With the Crawford County DOC closing its transitional living home in 2017, Sanding says those with a criminal record are going to be For Pete’s Sake’s “bread and butter.” In the For Pete’s Sake business plan, Sanding notes “Offenders coming out of prison are housed at the Prairie Motel with other homeless people. Drugs and alcohol are prevalent in this facility as it mainly houses those who are unable to rent (or) due to a history of evictions, property damage, criminal history, and substance abuse.”

Crawford County has around 45 inmates, the majority on drug charges, in the Wisconsin State Prison System, costing taxpayers around $1.44 million annually.

“We just have an incredible drug problem right now,” Sanding says. “It’s kind of one of things that no matter who you are or what aisle you’re on, drug use is a big issue, and it would be hard not to find someone affected by it.”
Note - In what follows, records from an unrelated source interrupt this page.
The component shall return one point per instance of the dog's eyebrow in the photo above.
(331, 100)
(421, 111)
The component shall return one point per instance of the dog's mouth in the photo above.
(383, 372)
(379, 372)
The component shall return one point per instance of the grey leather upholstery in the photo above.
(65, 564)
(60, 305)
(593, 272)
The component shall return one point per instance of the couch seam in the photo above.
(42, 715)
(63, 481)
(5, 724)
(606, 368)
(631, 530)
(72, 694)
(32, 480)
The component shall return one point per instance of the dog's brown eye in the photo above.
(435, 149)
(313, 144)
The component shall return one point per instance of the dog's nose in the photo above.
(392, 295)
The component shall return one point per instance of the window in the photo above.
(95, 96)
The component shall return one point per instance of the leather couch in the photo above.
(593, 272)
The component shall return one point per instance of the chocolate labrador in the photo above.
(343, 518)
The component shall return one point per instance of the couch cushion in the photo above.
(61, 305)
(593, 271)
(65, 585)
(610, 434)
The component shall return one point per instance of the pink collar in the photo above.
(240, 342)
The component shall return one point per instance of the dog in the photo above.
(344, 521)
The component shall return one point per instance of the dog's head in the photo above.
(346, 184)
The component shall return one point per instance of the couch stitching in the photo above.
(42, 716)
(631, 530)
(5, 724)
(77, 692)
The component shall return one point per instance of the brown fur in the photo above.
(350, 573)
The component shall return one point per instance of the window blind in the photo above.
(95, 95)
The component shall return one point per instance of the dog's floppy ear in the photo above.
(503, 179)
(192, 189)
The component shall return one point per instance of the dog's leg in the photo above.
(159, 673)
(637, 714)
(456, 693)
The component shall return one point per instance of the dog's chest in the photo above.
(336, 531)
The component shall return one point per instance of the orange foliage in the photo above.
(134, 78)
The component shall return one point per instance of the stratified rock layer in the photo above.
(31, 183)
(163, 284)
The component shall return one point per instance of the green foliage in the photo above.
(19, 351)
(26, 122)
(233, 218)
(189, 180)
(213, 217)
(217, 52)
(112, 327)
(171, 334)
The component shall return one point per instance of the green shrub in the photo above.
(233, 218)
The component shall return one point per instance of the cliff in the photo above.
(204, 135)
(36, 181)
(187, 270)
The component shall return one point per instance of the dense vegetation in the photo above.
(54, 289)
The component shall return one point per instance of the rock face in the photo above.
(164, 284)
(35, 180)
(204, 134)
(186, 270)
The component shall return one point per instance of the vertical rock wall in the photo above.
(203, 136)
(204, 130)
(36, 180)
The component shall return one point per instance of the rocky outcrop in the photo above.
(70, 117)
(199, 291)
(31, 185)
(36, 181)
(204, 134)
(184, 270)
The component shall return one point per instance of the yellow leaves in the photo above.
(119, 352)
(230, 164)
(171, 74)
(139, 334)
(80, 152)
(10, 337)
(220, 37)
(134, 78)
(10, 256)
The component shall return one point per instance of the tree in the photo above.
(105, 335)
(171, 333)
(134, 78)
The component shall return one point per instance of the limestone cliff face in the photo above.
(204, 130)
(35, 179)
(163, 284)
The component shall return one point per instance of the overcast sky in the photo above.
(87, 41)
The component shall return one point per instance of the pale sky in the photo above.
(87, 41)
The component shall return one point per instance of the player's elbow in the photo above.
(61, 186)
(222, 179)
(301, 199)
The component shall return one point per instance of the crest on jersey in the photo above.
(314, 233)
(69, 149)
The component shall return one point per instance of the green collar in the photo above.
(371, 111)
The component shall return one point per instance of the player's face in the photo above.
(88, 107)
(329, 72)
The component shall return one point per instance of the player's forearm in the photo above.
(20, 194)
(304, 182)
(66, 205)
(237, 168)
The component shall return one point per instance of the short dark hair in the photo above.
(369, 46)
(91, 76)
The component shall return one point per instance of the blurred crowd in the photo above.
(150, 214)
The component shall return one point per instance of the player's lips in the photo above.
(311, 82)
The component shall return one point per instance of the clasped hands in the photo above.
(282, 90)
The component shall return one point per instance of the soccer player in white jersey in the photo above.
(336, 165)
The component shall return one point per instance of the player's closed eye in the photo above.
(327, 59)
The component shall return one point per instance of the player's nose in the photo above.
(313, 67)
Zibrowski, who is completing drug treatment court for manufacturing and delivering marijuana, is open about his lengthy criminal history, calling drug addiction “a lifelong struggle.” At times, the 53-year-old has maintained sobriety for several years before relapsing. While he has “done ‘em all” when it comes to drugs, he had a six-month bout of methamphetamine use, noting “Boy, that stuff is dangerous.”

While living in St. Paul for two years, Zibrowski says he stayed on track, finding sober activities and peer support abounded. When he moved back to Crawford County to be closer to family, he “got into more trouble,” finding none of the resources he had in the Twin Cities.

There are currently only five regularly scheduled AA sessions in Crawford County, and no full time ADOA treatment staff members at hospitals in the Prairie du Chien area. The average wait time for a new client to obtain mental health services in Crawford County is nine months.

“There’s really nothing down here for people to do that’s sober,” Zibrowski said of Prairie du Chien.

An avid attender or AA and NA meetings, Zibrowski hopes to serve as a staff member at For Pete’s Sake, feeling his life experience will prove valuable.

“I can be an ear to lend to them, and my (history) has taught me some things about what needs to happen (to stay sober),” Zibrowski says. “Just working with other people and having something going on with sobriety is exciting to me and me helping others helps me — I’m not thinking about using.”

Sanding and Zibrowski hope to have the facility in operation by spring, and say the building’s seller is enthusiastic about its restored purpose.

Perhaps no one is more eager than Zibrowski.

“This is going to be a very positive thing for the community,” he said.